Impact of co-expression of maize 11 and 18 kDa delta-zeins and 27 kDa gamma-zein in transgenic soybeans on protein body structure and sulfur amino acid content

Authors: KIM, WON-SEOK - University Of Missouri; Krishnan, Hari

Submitted to: Plant Science
Publication Type: Peer Reviewed Journal
Publication Acceptance Date: 12/13/2018
Publication Date: 12/18/2018
Publication URL: https://handle.nal.usda.gov/10113/6264997
Citation: Kim, W., Krishnan, H.B. 2018. Impact of co-expression of maize 11 and 18 kDa delta-zeins and 27 kDa gamma-zein in transgenic soybeans on protein body structure and sulfur amino acid content. Plant Science. 280:340-347. https://doi.org/10.1016/j.plantsci.2018.12.016.
DOI: https://doi.org/10.1016/j.plantsci.2018.12.016

Interpretive Summary: Soybean is a major source of protein for animals and humans. However, it contains low amounts of two important amino acids, methionine and cysteine, that are vital for optimal growth of humans and animals. Therefore, attempts are being made to increase the amount of these two amino acids in soybean proteins. Previous attempts to increase the sulfur amino acid content of soybeans through expression of methionine-rich proteins have been met with limited success. Co-expression of different class of methionine-rich proteins could result in their stable accumulation in transgenic plants. To test this hypothesis, we have made conventional crosses between transgenic plants to obtain plants that simultaneously express different classes of methionine-rich proteins. Our study demonstrates that co-expression of certain class of methionine-rich proteins can result in significant increase in sulfur amino acid content of soybean seeds. The information obtained from this study will benefit the US soybean farmers by providing tools that will aid in the development of soybeans with higher nutritive value.

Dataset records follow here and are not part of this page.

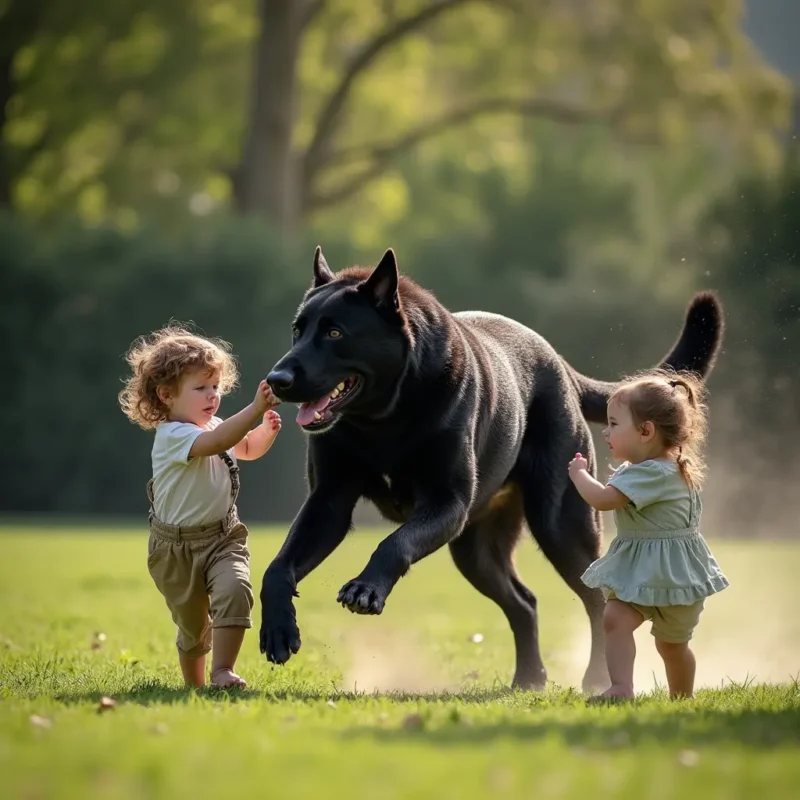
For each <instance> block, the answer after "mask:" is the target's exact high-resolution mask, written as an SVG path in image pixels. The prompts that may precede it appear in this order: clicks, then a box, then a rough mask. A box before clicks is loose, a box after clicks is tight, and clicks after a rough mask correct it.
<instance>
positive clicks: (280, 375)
mask: <svg viewBox="0 0 800 800" xmlns="http://www.w3.org/2000/svg"><path fill="white" fill-rule="evenodd" d="M267 383H268V384H269V385H270V386H271V387H272V391H273V392H285V391H286V390H287V389H290V388H291V386H292V384H293V383H294V375H292V373H291V372H289V370H288V369H274V370H272V372H270V374H269V375H267Z"/></svg>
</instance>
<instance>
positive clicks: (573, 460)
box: [569, 453, 589, 479]
mask: <svg viewBox="0 0 800 800" xmlns="http://www.w3.org/2000/svg"><path fill="white" fill-rule="evenodd" d="M588 469H589V462H588V461H587V460H586V459H585V458H584V457H583V456H582V455H581V454H580V453H576V454H575V458H573V459H572V461H570V462H569V476H570V478H573V479H574V478H575V476H576V475H577V474H578V473H579V472H583V471H584V470H588Z"/></svg>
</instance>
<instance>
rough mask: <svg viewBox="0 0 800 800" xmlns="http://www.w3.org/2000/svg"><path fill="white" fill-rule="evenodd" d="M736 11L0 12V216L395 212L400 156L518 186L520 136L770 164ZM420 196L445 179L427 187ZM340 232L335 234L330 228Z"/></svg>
mask: <svg viewBox="0 0 800 800" xmlns="http://www.w3.org/2000/svg"><path fill="white" fill-rule="evenodd" d="M739 5H740V4H739V2H738V1H737V0H546V1H545V2H538V3H528V2H523V1H522V0H393V1H392V0H383V1H382V2H372V3H365V2H363V0H216V1H215V2H207V1H206V0H159V1H158V2H152V0H141V1H140V2H138V3H135V4H134V3H131V2H129V0H119V2H115V3H111V4H103V3H97V2H93V1H92V0H75V2H72V3H69V4H64V3H61V4H58V3H52V2H47V0H0V108H2V109H3V115H2V117H0V132H1V133H2V137H1V140H2V149H1V150H0V153H1V155H0V203H3V204H5V205H7V206H8V205H10V206H12V207H13V208H15V209H17V210H19V211H21V212H23V213H25V214H28V215H31V216H34V217H38V218H47V217H51V216H52V215H53V214H55V213H58V212H63V211H65V210H67V211H70V212H75V213H77V214H78V215H79V216H80V217H81V218H82V219H84V220H85V221H86V222H89V223H93V224H97V223H99V222H108V221H110V222H112V223H114V224H116V225H118V226H120V227H122V228H126V229H131V228H134V227H136V226H137V225H139V224H142V222H143V219H142V218H143V217H151V218H153V219H158V220H160V221H161V222H162V223H166V222H167V221H170V220H171V221H172V222H173V224H174V225H180V224H183V223H184V222H185V217H186V216H187V215H188V214H192V213H193V214H195V215H200V216H203V215H208V214H211V213H214V212H215V210H220V209H227V208H234V209H236V210H238V211H239V212H240V213H242V214H256V215H262V216H266V217H267V218H269V219H270V220H271V222H272V224H273V225H274V226H276V227H277V228H279V229H282V230H296V229H298V228H299V226H300V225H302V224H303V223H304V221H308V219H309V218H310V217H311V216H312V215H315V214H316V212H322V211H327V212H329V214H328V218H329V219H330V218H331V217H332V218H333V219H335V220H337V222H340V220H341V217H340V215H339V214H337V211H338V210H339V209H340V208H341V207H342V205H343V204H344V203H346V202H347V201H350V200H353V203H351V205H350V208H351V210H352V209H353V208H354V204H355V207H357V209H358V213H357V216H359V218H360V219H361V220H362V224H363V225H364V226H365V227H366V226H371V227H372V228H373V229H375V228H376V227H380V225H381V224H382V223H383V222H384V221H385V220H387V219H389V220H390V219H392V218H394V219H397V218H399V217H400V216H402V215H403V214H405V213H407V211H408V210H409V209H408V184H407V181H406V179H405V176H404V175H403V173H402V171H400V170H398V169H397V164H398V160H399V159H401V158H402V157H403V156H404V155H405V154H407V153H409V152H411V151H416V152H417V155H418V160H419V164H420V170H419V171H420V173H424V172H425V171H426V170H427V169H430V168H431V167H432V165H434V164H438V163H439V162H441V161H442V160H443V159H447V160H450V161H457V162H459V163H460V165H462V166H464V167H466V168H467V169H469V170H472V171H475V172H480V171H482V170H485V169H487V168H489V167H490V166H492V165H500V166H501V167H502V168H503V171H504V173H505V175H506V177H507V179H508V180H509V181H512V180H513V178H514V176H515V175H519V174H520V172H521V171H524V165H525V162H526V160H527V159H528V158H529V152H528V148H527V146H526V142H527V140H528V138H529V136H528V128H527V123H528V122H530V121H531V120H551V121H554V122H556V123H558V124H559V125H560V126H562V127H564V128H566V129H572V130H574V129H576V128H578V127H582V126H585V125H587V124H592V125H598V126H602V127H603V128H605V129H607V130H608V131H610V132H612V133H613V135H614V138H615V140H617V141H620V142H625V143H647V144H653V143H662V144H664V143H666V144H673V145H674V144H676V143H679V142H681V141H684V140H685V139H686V138H687V137H689V136H703V137H706V138H718V137H724V139H725V140H726V142H727V143H728V145H729V147H730V148H731V149H732V150H733V151H739V152H746V153H747V154H748V156H749V157H751V158H752V157H755V158H757V159H760V160H761V161H762V162H767V163H768V162H770V161H771V160H772V161H774V159H775V148H774V143H775V133H776V126H778V124H779V123H781V122H782V121H783V120H784V119H785V115H786V111H787V108H786V100H787V97H788V95H787V87H786V84H785V81H783V80H782V79H781V78H779V77H778V76H777V75H776V74H774V73H772V72H771V71H770V70H768V69H767V68H766V67H765V66H764V65H763V64H762V63H761V62H760V60H759V59H758V58H757V57H756V56H755V55H754V53H753V52H752V50H751V48H750V46H749V43H748V41H747V40H746V39H745V37H744V36H743V35H742V33H741V31H740V8H739ZM427 189H428V191H429V192H432V193H434V194H435V193H436V192H437V185H436V184H435V183H434V182H430V183H429V185H428V187H427ZM332 224H335V223H333V222H332Z"/></svg>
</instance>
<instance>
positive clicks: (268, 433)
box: [261, 409, 281, 437]
mask: <svg viewBox="0 0 800 800" xmlns="http://www.w3.org/2000/svg"><path fill="white" fill-rule="evenodd" d="M261 424H262V425H263V426H264V429H265V430H266V431H267V433H268V434H270V435H271V436H273V437H274V436H277V435H278V431H280V429H281V415H280V414H279V413H278V412H277V411H274V410H273V409H269V411H267V412H266V413H265V414H264V419H263V420H262V422H261Z"/></svg>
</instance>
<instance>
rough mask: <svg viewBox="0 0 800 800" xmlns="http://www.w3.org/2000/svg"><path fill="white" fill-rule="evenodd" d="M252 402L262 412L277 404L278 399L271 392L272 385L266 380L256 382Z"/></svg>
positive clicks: (279, 403)
mask: <svg viewBox="0 0 800 800" xmlns="http://www.w3.org/2000/svg"><path fill="white" fill-rule="evenodd" d="M253 404H254V405H255V407H256V408H257V409H258V410H259V411H260V412H262V413H264V412H265V411H267V410H268V409H270V408H274V407H275V406H277V405H279V404H280V400H278V398H277V397H275V395H274V394H273V393H272V387H271V386H270V385H269V384H268V383H267V382H266V381H261V383H259V384H258V389H257V391H256V397H255V400H253Z"/></svg>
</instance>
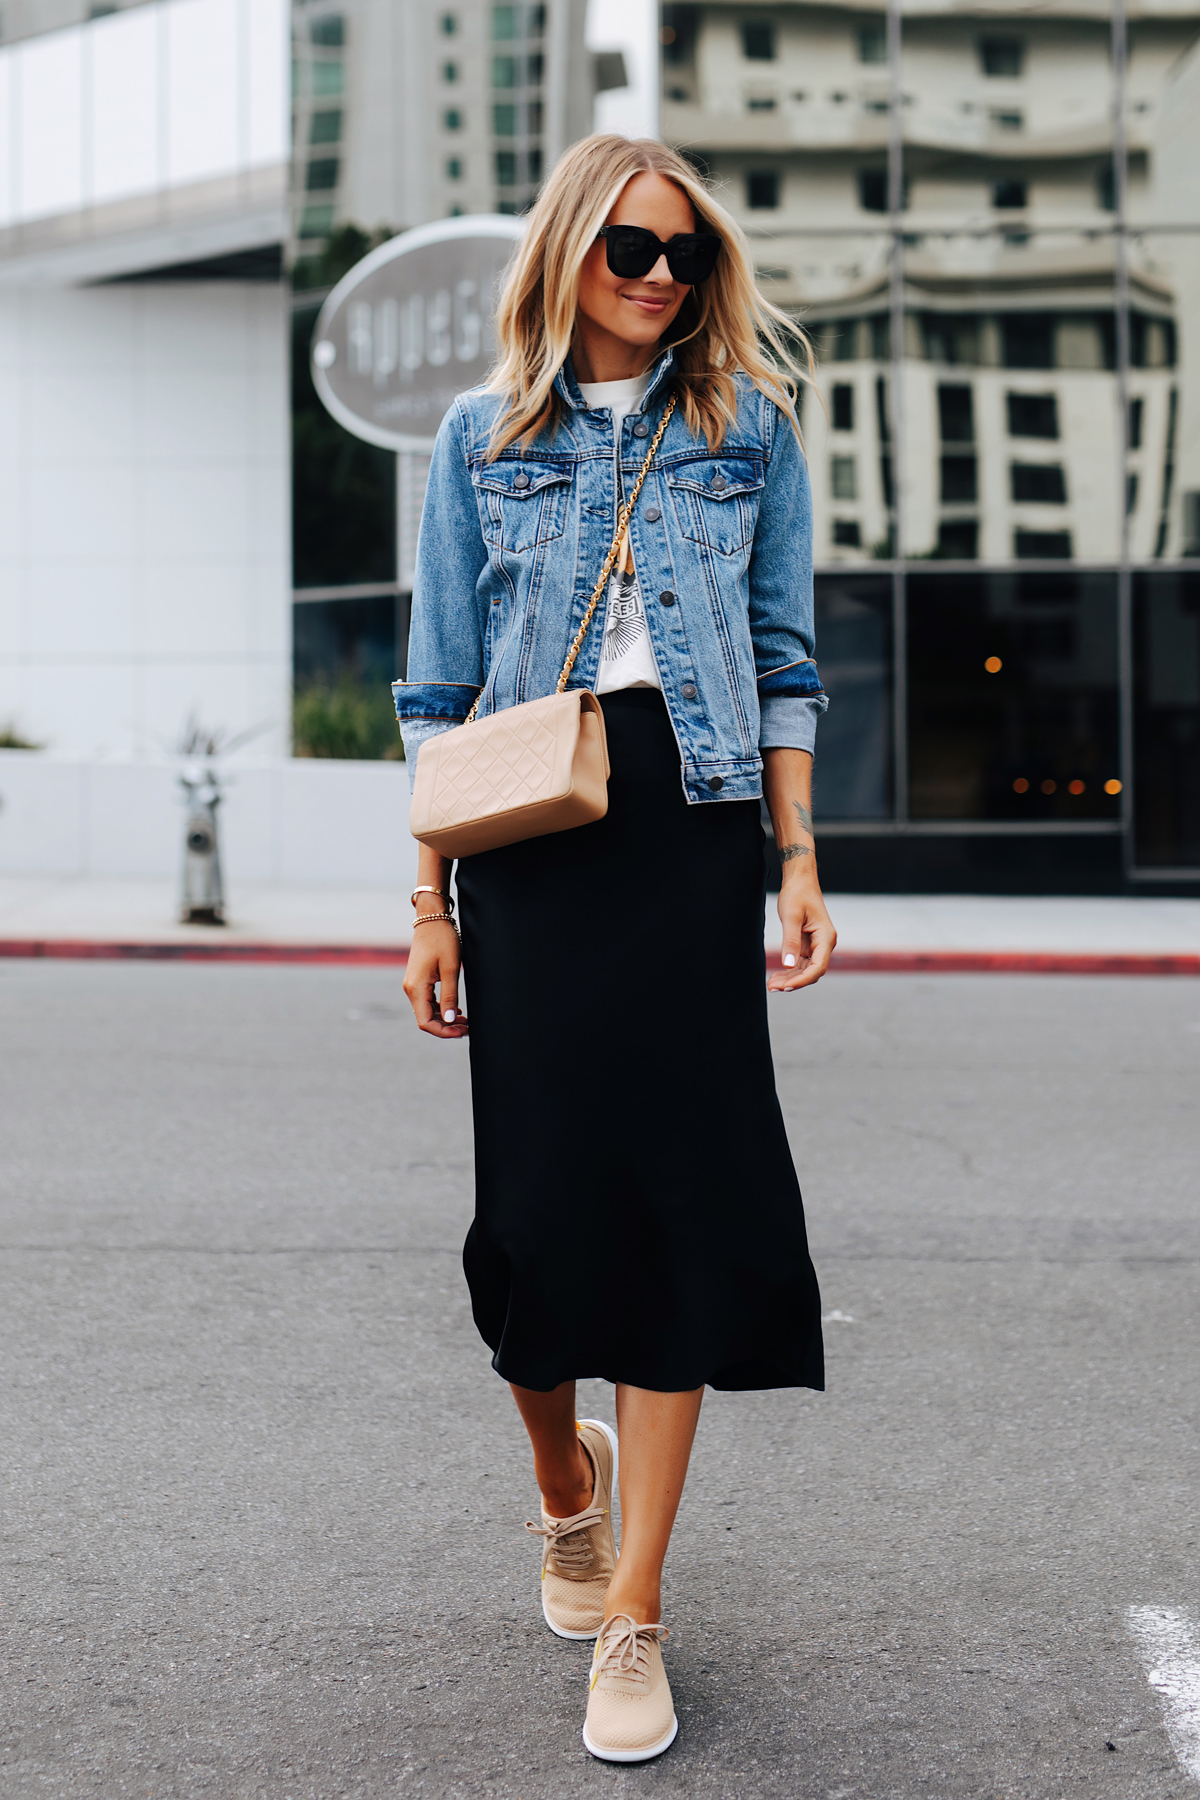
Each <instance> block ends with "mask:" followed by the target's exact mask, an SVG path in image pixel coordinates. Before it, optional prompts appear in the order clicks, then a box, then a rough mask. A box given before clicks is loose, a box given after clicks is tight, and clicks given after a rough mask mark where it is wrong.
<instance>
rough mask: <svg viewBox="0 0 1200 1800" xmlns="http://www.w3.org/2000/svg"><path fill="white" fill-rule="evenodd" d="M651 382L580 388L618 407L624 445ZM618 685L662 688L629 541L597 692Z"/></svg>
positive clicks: (589, 398)
mask: <svg viewBox="0 0 1200 1800" xmlns="http://www.w3.org/2000/svg"><path fill="white" fill-rule="evenodd" d="M648 382H649V373H646V374H637V376H633V380H631V382H579V392H581V394H583V398H585V400H587V403H588V407H612V425H613V432H615V434H617V443H621V421H622V418H624V416H626V412H633V410H635V409H637V407H640V403H642V394H644V392H646V385H648ZM617 688H662V680H660V679H658V664H657V662H655V652H653V648H651V643H649V628H648V625H646V608H644V607H642V590H640V587H639V583H637V572H635V569H633V560H631V553H630V547H628V544H626V549H624V567H621V565H617V569H613V574H612V581H610V583H608V612H606V616H604V646H603V650H601V666H599V675H597V677H596V691H597V693H613V691H615V689H617Z"/></svg>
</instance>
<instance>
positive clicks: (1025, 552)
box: [1013, 531, 1070, 562]
mask: <svg viewBox="0 0 1200 1800" xmlns="http://www.w3.org/2000/svg"><path fill="white" fill-rule="evenodd" d="M1013 556H1020V558H1022V560H1025V562H1040V560H1047V562H1056V560H1060V558H1063V560H1065V562H1070V533H1069V531H1015V533H1013Z"/></svg>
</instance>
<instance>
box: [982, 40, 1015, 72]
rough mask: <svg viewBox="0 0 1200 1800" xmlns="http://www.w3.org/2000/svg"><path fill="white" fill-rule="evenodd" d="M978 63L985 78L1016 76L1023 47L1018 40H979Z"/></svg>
mask: <svg viewBox="0 0 1200 1800" xmlns="http://www.w3.org/2000/svg"><path fill="white" fill-rule="evenodd" d="M979 61H981V67H982V72H984V74H986V76H1018V74H1020V70H1022V65H1024V61H1025V45H1024V41H1022V40H1020V38H981V40H979Z"/></svg>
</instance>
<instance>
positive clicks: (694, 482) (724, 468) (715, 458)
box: [666, 455, 765, 500]
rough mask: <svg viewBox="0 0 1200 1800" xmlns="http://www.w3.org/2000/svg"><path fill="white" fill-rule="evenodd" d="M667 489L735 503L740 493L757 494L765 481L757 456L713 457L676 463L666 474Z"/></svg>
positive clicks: (714, 456) (725, 455)
mask: <svg viewBox="0 0 1200 1800" xmlns="http://www.w3.org/2000/svg"><path fill="white" fill-rule="evenodd" d="M666 475H667V486H671V488H680V490H684V491H687V493H702V495H703V497H705V500H736V499H738V495H739V493H756V491H757V490H759V488H761V486H763V481H765V475H763V464H761V463H759V461H757V457H745V455H712V457H698V459H696V461H694V463H675V464H673V466H671V468H667V472H666Z"/></svg>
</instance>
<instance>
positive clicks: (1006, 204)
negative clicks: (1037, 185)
mask: <svg viewBox="0 0 1200 1800" xmlns="http://www.w3.org/2000/svg"><path fill="white" fill-rule="evenodd" d="M991 205H993V207H1025V205H1029V184H1027V182H1018V180H1013V178H1011V176H1009V178H1007V180H1004V182H997V184H995V185H993V189H991Z"/></svg>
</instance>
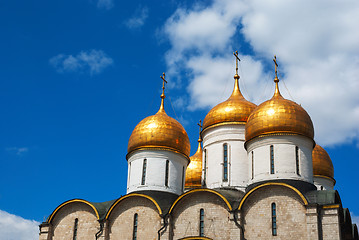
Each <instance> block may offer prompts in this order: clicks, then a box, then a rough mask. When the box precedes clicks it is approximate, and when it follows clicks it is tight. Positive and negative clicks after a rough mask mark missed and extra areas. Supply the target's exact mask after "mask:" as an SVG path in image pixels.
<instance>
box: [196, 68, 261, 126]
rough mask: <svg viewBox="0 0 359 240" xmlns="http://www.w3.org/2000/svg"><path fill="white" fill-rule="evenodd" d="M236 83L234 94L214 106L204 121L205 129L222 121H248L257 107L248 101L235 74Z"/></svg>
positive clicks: (237, 74) (219, 123) (232, 92)
mask: <svg viewBox="0 0 359 240" xmlns="http://www.w3.org/2000/svg"><path fill="white" fill-rule="evenodd" d="M234 79H235V83H234V89H233V92H232V95H231V96H230V97H229V98H228V99H227V100H226V101H224V102H222V103H220V104H218V105H217V106H215V107H214V108H212V109H211V110H210V111H209V112H208V114H207V116H206V117H205V119H204V121H203V129H204V130H205V129H206V128H208V127H210V126H213V125H217V124H220V123H242V124H245V123H246V122H247V119H248V116H249V115H250V114H251V112H252V111H253V109H255V108H256V105H255V104H254V103H251V102H249V101H247V100H246V99H245V98H244V97H243V95H242V93H241V91H240V89H239V83H238V79H239V76H238V74H236V75H235V76H234Z"/></svg>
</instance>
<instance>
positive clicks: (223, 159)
mask: <svg viewBox="0 0 359 240" xmlns="http://www.w3.org/2000/svg"><path fill="white" fill-rule="evenodd" d="M227 181H228V145H227V144H223V182H227Z"/></svg>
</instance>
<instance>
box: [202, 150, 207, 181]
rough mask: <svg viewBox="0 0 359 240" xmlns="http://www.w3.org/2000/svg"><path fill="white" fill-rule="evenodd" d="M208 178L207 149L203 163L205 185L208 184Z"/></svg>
mask: <svg viewBox="0 0 359 240" xmlns="http://www.w3.org/2000/svg"><path fill="white" fill-rule="evenodd" d="M206 180H207V149H205V150H204V163H203V185H204V186H205V185H206Z"/></svg>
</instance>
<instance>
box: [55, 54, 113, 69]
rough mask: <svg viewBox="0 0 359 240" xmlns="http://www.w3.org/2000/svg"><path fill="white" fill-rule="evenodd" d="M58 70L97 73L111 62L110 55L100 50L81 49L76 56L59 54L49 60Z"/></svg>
mask: <svg viewBox="0 0 359 240" xmlns="http://www.w3.org/2000/svg"><path fill="white" fill-rule="evenodd" d="M49 62H50V64H51V65H52V66H53V67H55V68H56V70H57V71H58V72H61V73H62V72H83V71H84V72H89V73H90V74H91V75H92V74H98V73H100V72H102V71H103V70H104V69H105V68H106V67H108V66H110V65H112V64H113V60H112V58H111V57H109V56H107V54H105V53H104V52H103V51H102V50H95V49H92V50H89V51H81V52H80V53H78V54H77V55H76V56H73V55H65V54H59V55H57V56H54V57H52V58H51V59H50V60H49Z"/></svg>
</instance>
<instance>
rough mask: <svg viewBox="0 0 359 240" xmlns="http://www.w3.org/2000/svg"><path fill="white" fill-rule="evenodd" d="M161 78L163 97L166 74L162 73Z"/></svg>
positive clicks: (162, 94) (163, 94)
mask: <svg viewBox="0 0 359 240" xmlns="http://www.w3.org/2000/svg"><path fill="white" fill-rule="evenodd" d="M161 78H162V80H163V84H162V95H163V96H164V95H165V83H167V81H166V74H165V73H162V76H161Z"/></svg>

Technical Abstract: The methionine-rich seed storage proteins of maize have been expressed in transgenic plants as a means to improve the overall sulfur amino acid content of seed, but previous attempts to increase the sulfur amino acid content of soybean seeds using this approach have met with limited success. In this study, conventional crosses between transgenic plants individually expressing 11, 18 kDa delta-zeins and 27 kDa gamma-zein were made to obtain plants that simultaneously express both the delta-zein and gamma-zein transgenes. Transmission electron microscopic observation of thin-sections of transgenic soybean seeds revealed that the zeins accumulated in ER-derived protein bodies (PBs) which were found sparsely scattered in cytoplasm. The size of these PBs varied from 0.2 to 0.6 µm in soybean plants individually expressing 11, 18 kDa delta-zeins and 27 kDa gamma-zein. In contrast, soybeans co-expressing the 18 kDa delta-zein and 27 kDa gamma-zein the PBs were 3-4 times larger. Amino acid analysis of transgenic soybean individually expressing 11, 18 kDa delta-zeins and 27 kDa gamma-zein revealed only a minimal increase in the overall methionine content compared to the wild-type. In contrast, plants co-expressing 18 kDa delta-zein and 27 kDa gamma-zein showed a significant increase (27%) in the methionine content compared to the control seeds.